The government’s advice to companies on staff returning to work was criticised by businesses and unions yesterday as the world’s biggest holiday company told its UK staff they need to work from the office only one day a month.
Tui, which employs more than 10,000 people across the UK and Ireland, is the latest company to change its workplace culture because of the pandemic. Its advice to staff comes as England prepares to lift most coronavirus curbs from next week.
Other businesses adjusting their working practices include KPMG, the accountancy firm, which has told its 16,000 UK staff they should work in the office for up to four days a fortnight. In the US, by way of contrast, Bank of America yesterday followed Goldman Sachs in telling all fully-vaccinated staff to be back at their desks by September.
The British government was criticised by employers and unions alike yesterday over its latest guidance on returning to work, with a warning that it is a “recipe for chaos”.
Roger Barker, policy director at the Institute of Directors, said: “Like everybody else, businesses across the country having been awaiting ‘freedom day’ with bated breath — but we have had a series of mixed messages and patchwork requirements from government that have dampened enthusiasm.
“Return to work or continue to stay at home. Throw away your masks or continue to wear them. The guidance has done little to dispel that confusion.
“Business leaders are understandably confused as to the legal status that this guidance has and are concerned about vulnerability under health and safety legislation, as well as the validity of their insurance.
“Government needs to inspire confidence in businesses and the workforce that we can all return to work safely.”
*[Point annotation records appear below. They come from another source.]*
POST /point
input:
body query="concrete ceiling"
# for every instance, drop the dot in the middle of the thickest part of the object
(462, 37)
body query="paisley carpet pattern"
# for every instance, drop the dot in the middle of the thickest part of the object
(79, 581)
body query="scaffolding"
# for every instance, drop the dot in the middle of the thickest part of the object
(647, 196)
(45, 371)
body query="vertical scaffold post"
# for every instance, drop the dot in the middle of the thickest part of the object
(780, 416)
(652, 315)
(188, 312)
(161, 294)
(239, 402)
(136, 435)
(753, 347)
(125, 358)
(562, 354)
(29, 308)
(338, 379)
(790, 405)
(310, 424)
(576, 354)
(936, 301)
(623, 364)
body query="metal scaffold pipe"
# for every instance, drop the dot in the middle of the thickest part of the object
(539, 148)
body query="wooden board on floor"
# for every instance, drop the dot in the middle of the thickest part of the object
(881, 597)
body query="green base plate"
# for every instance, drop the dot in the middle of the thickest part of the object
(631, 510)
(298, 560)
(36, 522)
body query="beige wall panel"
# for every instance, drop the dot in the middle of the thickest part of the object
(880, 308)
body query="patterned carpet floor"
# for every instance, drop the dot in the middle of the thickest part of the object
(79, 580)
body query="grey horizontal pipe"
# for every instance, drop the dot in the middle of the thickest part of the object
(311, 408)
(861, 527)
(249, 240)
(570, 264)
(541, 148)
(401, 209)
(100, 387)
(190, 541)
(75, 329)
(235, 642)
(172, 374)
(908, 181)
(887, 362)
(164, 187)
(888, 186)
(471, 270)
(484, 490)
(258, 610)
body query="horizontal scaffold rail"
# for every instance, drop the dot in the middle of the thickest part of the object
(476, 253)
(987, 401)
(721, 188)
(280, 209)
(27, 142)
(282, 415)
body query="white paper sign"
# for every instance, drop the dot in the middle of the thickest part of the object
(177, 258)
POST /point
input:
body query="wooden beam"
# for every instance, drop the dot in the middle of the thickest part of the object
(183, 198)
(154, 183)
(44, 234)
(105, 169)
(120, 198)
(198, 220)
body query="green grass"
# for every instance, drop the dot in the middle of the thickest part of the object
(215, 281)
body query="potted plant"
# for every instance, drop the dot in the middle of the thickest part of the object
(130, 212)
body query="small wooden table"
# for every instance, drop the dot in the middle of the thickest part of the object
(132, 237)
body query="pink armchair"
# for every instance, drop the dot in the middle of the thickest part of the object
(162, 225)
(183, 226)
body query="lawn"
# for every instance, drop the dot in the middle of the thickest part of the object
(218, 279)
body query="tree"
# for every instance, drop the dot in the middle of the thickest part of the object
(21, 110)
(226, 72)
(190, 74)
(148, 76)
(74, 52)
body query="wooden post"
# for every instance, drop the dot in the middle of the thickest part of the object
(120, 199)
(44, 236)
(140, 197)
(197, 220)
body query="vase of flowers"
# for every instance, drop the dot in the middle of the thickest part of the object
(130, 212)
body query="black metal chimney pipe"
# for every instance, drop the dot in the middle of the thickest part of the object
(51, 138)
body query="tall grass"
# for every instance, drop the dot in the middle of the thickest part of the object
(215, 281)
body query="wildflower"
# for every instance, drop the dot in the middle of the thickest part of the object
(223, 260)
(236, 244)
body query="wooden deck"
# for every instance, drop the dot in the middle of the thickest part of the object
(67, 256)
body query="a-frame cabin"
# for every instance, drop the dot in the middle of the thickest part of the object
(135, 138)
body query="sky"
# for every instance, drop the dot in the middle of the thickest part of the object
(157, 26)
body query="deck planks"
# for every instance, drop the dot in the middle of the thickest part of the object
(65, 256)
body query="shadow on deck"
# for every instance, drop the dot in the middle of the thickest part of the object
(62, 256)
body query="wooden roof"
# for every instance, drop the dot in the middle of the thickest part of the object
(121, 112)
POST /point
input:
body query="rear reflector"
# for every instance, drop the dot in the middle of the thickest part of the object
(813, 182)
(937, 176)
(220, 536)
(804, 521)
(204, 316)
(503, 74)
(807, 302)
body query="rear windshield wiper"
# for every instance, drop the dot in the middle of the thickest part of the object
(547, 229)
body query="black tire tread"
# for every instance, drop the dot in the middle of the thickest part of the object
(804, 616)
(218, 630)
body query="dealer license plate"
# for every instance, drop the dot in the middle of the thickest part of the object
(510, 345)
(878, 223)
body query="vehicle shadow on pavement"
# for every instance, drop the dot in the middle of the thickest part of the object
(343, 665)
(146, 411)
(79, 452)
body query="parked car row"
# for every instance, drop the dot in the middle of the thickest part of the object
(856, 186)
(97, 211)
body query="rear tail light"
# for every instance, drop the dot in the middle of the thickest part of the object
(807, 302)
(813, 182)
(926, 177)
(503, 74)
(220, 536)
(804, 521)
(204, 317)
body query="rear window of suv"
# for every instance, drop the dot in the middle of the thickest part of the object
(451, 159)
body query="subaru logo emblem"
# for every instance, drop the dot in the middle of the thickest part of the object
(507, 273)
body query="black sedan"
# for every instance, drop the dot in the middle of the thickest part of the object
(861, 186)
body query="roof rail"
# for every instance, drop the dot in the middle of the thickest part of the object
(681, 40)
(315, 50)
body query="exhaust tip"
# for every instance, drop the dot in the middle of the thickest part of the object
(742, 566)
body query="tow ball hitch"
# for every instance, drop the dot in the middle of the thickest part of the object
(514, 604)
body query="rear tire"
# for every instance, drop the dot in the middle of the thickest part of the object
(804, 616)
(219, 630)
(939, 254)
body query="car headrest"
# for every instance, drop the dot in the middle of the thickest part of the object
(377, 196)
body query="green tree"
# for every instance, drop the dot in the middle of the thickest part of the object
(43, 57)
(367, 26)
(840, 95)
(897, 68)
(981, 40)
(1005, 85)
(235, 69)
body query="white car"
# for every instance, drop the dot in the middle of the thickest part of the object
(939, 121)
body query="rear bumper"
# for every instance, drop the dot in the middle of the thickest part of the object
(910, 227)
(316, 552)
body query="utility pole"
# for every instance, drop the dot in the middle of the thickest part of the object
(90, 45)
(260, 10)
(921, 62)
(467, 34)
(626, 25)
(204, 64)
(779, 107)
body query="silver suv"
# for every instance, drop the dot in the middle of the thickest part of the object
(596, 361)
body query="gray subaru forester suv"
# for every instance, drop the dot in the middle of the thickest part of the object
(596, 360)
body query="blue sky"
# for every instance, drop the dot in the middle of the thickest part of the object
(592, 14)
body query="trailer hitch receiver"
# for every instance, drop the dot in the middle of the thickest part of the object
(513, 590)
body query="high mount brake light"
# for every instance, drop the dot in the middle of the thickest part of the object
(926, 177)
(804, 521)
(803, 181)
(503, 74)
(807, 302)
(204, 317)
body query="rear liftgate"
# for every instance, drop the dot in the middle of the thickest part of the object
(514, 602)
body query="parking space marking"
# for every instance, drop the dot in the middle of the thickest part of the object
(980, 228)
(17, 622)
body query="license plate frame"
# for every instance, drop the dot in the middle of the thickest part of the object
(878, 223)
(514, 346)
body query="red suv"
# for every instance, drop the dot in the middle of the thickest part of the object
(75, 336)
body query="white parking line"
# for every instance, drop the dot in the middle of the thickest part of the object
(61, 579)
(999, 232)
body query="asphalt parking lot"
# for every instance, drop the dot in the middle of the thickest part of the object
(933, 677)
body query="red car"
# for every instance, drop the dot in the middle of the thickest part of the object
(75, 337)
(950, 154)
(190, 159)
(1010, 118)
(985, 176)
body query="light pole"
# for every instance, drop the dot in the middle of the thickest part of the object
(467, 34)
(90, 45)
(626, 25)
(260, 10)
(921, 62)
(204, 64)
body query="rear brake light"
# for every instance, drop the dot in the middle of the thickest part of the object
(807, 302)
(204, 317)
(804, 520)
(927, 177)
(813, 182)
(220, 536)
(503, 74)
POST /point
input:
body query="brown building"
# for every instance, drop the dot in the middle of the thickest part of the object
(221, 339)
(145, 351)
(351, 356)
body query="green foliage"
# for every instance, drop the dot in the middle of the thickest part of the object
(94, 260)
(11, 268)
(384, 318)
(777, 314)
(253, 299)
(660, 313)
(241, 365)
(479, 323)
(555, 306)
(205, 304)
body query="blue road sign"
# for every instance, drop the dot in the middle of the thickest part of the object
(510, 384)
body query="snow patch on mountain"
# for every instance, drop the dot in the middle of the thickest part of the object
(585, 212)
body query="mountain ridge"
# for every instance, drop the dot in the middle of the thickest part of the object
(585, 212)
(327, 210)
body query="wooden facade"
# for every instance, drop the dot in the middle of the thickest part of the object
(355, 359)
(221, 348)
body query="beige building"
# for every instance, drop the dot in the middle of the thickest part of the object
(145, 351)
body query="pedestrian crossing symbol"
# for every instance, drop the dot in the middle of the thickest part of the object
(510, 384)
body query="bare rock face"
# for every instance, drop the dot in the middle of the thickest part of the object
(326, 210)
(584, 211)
Frances O’Grady, general secretary of the TUC, said: “We all want the economy to unlock as soon as possible, but these new back-to-work safety guidelines, published without proper consultation with unions or employers just two full working days before restrictions end, are a recipe for chaos and rising infections.
“Instead of providing clear and consistent guidance on how to keep staff safe at work, the government is abandoning workers and employers. As infection rates surge, every employer must by law carry out a thorough risk assessment and take action to keep their workers safe. But these inadequate guidelines will leave many employers with more questions than answers and worried about their liability.”
O’Grady said that wearing face coverings should remain a legal requirement on public transport and in shops.
The Business Department said that, in the latest stage of easing of restrictions, all businesses can open and the government is no longer instructing people to work from home.
“The ‘Working Safely’ guidance will continue to provide advice on sensible precautions employers can take to manage risk and support their staff and customers,” it said.
“Businesses still have a legal duty to manage risks. The way to do this is to carry out a health and safety risk assessment, including the risk of Covid-19, and to take reasonable steps to mitigate any you identify. You should use the guidance to consider the risk within your premises and decide which mitigations are appropriate to adopt.”